Above the diagonal, the expected quantities to transship are not sensitive to changes in \(S_c\). These quantities are approximated in the same manner for each particular \(S_r\) value.

$$\begin{aligned} \mathrm {E}T (S_r, \cdot ) \approx 3\int _{S_r}^\infty (x-S_r)dF(x) - \int _{3S_r}^\infty (z-3S_r)dF(z). \end{aligned}$$
(4)

For \(S_r > \mathrm EX\), \(S_c < 3 S_r\), we approximate \(\mathrm ET(S_r, S_c) \) as the weighted average of (3) for the particular value of \(S_c\) and (4) for the particular value of \(S_r\). The weights \(p_n(\alpha )\) versus \(1-p_n(\alpha )\) are calculated with \(n\)th-degree polynomials of \(\alpha \) where \(n\) is an odd number. Let \(\alpha = P(Z \le S_c)\) denote the non-stockout probability of a single stocking location serving the completely pooled demand \(Z\), \(S_c\) being the particular order-up-to level for the periodic review policy.

Polynomials with \(\lceil n/2 \rceil \) binomial coefficients perform well for \(S_r\) values up to \(S_r \approx \mathrm E X + 2\sigma _X\). We suggest using 9th- or higher degree polynomials to improve the fit of the approximation, especially where \(\mathrm E T(S_r\), \(S_c)\) is still increasing in \(S_c\) for a given \(S_r\). Though this approximation procedure doesn’t need sophisticated computations, it establishes an impressive fit (\(R^2 > 0.98\)) for enabling reliable estimates of the expected transshipment quantities.
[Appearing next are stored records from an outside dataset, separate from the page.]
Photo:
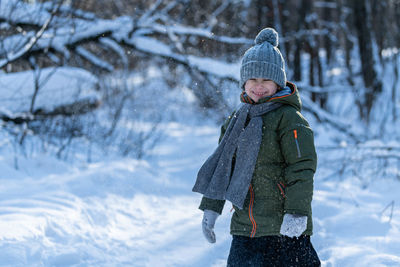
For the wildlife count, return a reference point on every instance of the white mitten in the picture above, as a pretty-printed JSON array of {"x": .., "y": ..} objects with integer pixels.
[
  {"x": 293, "y": 225},
  {"x": 208, "y": 223}
]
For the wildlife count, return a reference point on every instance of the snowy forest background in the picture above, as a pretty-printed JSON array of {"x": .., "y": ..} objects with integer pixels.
[{"x": 108, "y": 109}]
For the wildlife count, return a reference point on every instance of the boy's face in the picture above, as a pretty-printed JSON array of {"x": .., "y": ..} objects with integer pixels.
[{"x": 257, "y": 88}]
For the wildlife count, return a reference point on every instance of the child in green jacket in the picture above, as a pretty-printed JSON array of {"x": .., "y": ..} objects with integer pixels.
[{"x": 264, "y": 165}]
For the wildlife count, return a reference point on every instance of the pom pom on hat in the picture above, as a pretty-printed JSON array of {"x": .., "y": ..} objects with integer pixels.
[
  {"x": 267, "y": 35},
  {"x": 264, "y": 60}
]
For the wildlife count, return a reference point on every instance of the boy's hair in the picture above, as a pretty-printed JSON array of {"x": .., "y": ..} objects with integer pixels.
[{"x": 264, "y": 60}]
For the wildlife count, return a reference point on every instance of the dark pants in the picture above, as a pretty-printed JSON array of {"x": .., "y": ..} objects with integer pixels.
[{"x": 272, "y": 251}]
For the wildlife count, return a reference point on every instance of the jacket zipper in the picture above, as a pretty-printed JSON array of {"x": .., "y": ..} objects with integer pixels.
[
  {"x": 253, "y": 222},
  {"x": 282, "y": 187},
  {"x": 297, "y": 143}
]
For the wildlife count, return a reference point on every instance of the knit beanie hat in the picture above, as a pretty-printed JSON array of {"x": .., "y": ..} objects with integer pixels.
[{"x": 264, "y": 60}]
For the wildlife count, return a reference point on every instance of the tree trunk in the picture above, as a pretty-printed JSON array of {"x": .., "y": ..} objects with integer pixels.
[{"x": 373, "y": 85}]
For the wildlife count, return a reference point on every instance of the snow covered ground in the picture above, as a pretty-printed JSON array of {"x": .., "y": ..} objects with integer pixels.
[{"x": 127, "y": 212}]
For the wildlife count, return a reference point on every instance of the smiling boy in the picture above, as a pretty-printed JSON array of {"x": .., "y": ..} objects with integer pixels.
[{"x": 264, "y": 165}]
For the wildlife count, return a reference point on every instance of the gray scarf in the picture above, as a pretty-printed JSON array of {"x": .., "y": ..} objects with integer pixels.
[{"x": 214, "y": 179}]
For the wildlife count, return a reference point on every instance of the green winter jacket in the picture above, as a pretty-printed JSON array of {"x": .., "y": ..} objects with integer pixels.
[{"x": 283, "y": 177}]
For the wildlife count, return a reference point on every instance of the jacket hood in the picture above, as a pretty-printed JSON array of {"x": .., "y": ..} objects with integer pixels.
[{"x": 292, "y": 98}]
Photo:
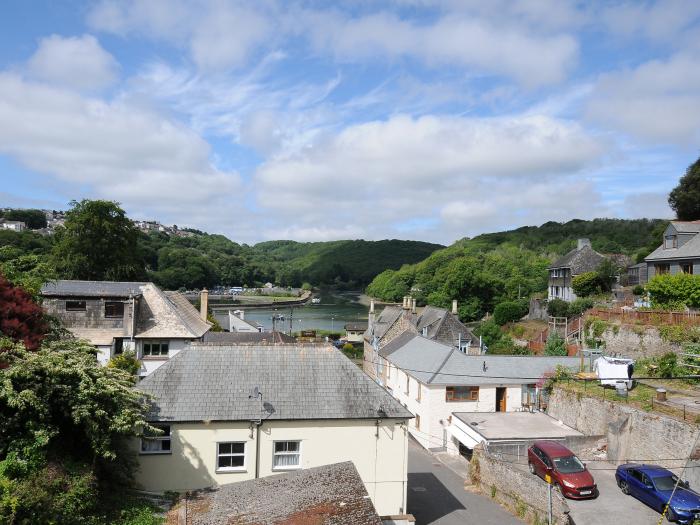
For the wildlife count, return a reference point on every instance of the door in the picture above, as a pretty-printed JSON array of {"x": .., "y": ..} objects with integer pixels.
[{"x": 500, "y": 399}]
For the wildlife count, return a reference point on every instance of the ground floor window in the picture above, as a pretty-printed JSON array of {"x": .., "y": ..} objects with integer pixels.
[
  {"x": 230, "y": 456},
  {"x": 287, "y": 454},
  {"x": 157, "y": 443}
]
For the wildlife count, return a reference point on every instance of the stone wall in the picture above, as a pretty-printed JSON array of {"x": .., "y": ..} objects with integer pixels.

The solution of the entire model can be achieved by numerical methods which are beyond the scope of this paper. Herer et al. [1] describe an optimization procedure combining the advantages of simulation and stochastic optimization which can be utilized to find the minimum objective value, taking into account the relevant fill rate constraint.

4 Conclusion

Lateral transshipments lead to substantial cost benefits due to lower order-up-to levels required to establish the desired end-customer fill rate. The economic benefits depend strongly on the lead time demand distribution and unit costs under consideration. The simulation confirms cost reductions of approximately {40.55 %, 25.50 %} at the optima for \(b_r = \{0.90\), \(0.95\}\) referring to normal demand with \(\mathrm EX = 200\), \(\sigma _X = 75\), \(\eta _r = \eta _c\) and \(\tau = 0.9 \eta _r\). Additionally, there are some marginal improvements in terms of fill rates that the end-customers are the recipients of despite the lower order-up-to levels.